Sunday, March 7, 2021

Gardening Trends for 2021

About this time last year, I sat down to write a blog post about trends for the coming gardening season. Who could have predicted that a global pandemic would sweep in and have such a profound effect on every aspect of our day-to-day lives? 

Here in Ontario, we emerged from that initial lockdown right around the time that most nurseries would kick into high gear for the spring season. Even though masks and social distancing made everyday errands, like trips to the grocery store, feel strange, I remember how happy I was to find myself strolling down the nursery isle on a fine June day looking at annuals that were literally fresh off the truck. That bright sunny morning, I snatched up as many plants as would fit in the trunk of my car, vowing to make a return visit to pick up a few more to round out my container plantings. 

Boy was I disappointed! When I finally made it back the following week the place looked like it had been ransacked. Most of the annuals were gone and the seed racks stood empty. Even the perennials, which I usually pick up on clearance much later in the season, had been sold out. 

In the midst of a global pandemic, while everyone was stuck at home worrying about future food insecurity and toilet paper supplies, so many people discovered a new passion for gardening. Mailorder companies and nurseries experienced record sales. 
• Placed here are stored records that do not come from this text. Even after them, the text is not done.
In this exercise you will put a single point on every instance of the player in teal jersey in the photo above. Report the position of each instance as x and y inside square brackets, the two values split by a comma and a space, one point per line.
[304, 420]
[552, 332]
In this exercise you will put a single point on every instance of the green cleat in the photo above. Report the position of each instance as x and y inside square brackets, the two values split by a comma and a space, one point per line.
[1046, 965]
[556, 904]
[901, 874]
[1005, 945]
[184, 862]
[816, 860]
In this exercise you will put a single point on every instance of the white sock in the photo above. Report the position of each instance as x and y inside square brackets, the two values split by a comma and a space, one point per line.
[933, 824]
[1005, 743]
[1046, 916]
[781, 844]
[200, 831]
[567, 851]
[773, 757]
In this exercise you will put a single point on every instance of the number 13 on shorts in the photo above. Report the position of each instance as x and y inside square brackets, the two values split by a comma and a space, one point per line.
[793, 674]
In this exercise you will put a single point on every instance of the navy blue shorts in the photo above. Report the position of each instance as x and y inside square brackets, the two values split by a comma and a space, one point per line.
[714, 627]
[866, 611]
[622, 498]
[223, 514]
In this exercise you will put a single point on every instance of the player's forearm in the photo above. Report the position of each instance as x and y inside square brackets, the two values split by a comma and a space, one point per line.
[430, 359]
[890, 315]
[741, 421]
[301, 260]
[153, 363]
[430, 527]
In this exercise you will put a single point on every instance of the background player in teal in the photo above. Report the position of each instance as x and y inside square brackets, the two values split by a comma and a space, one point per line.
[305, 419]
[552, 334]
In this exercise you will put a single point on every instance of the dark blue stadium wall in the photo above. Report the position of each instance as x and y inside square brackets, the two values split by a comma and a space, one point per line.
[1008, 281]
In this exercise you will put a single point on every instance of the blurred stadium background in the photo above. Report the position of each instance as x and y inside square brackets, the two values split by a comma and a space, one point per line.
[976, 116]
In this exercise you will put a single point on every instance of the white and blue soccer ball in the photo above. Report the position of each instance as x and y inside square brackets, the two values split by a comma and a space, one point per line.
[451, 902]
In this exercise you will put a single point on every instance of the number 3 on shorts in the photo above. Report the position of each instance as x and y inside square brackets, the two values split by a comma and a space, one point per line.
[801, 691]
As the CBC reported last May, many seed vendors had to suspend internet sales to deal with the backlog of orders. Canadian supplier, Vessey's Seeds, saw an unprecedented increase in sales of 450% and that's with over 80 years in the business! 

It's interesting to note that the demographics for Vessey's mailorder sales are typically consumers in the 50 to 65-year-old age group (with the second most popular group being in the 65+ bracket). In 2020, the majority of digital consumers were between the ages of 25 and 35. In other words, a whole new generation discovered gardening in 2020.

So what does 2021 have in store for us?  

Trend #1 More Backyard Food Gardens 

As we all know, the economy has taken a beating and we aren't out of the woods yet. Here in the Toronto area, our lockdown (with its strict stay at home orders) has been extended into March. Depressingly enough, there is still talk of a third wave of infections. Vaccines are rolling out at a glacial pace. 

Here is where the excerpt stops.